This page explains how you can reduce the resources consumed by cluster add-ons. Use these techniques on small clusters, such as clusters with three or fewer nodes or clusters that use machine types with limited resources.
In addition to your workload, cluster nodes run several add-ons that integrate the node with the cluster master and provide other functionality. As such, there is a disparity between a node's total resources and the resources that are available for your workload. Visit the cluster architecture documentation for more details.
The default configurations of these add-ons are appropriate for typical clusters, but you can fine-tune the resource usage of add-ons depending on your particular cluster configuration. You can also disable some add-ons that aren't required by your use case.
Fine-tuning is especially useful for clusters with limited compute resources, for example clusters with a single node or very few nodes, or clusters that run on low-cost machine types. You can use a small cluster to try out GKE or to experiment with new features. Clusters created using the Your first cluster cluster template can also benefit from fine-tuning.
You can configure each individual add-on to reduce its impact on node resources.
Add-ons provide visibility and debugging for your cluster.
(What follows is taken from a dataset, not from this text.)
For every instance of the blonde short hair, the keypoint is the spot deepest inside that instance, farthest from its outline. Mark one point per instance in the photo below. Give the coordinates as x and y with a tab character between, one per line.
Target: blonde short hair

For instance, if you disable monitoring on a cluster running production workloads, problems will be more difficult to debug.
Stackdriver Logging automatically collects, processes, and stores your container and system logs.
You can disable Stackdriver Logging entirely, or leave it enabled but restrict its resource usage by fine-tuning the Fluentd addon.
To disable Stackdriver Logging:
gcloud container clusters update [CLUSTER_NAME] --logging-service none
To enable Stackdriver Logging:
gcloud container clusters update [CLUSTER_NAME] --logging-service logging.googleapis.com
Viewing logs when Stackdriver Logging is disabled
When Stackdriver logging is disabled, you can still view recent log entries. To view logs for a specific Pod:
kubectl logs -f [POD_NAME]
-f option streams logs.
To view the logs from all pods matching a selector:
kubectl logs -l [SELECTOR]
where SELECTOR is a deployment selector, for example "app=frontend".
Fluentd collects logs from your nodes and sends them to Stackdriver. The Fluentd agent is deployed to your cluster using a DaemonSet so that an instance of the agent runs on each node of your cluster. Fluentd's resource requirements depend on your particular workload; more logging requires more resources.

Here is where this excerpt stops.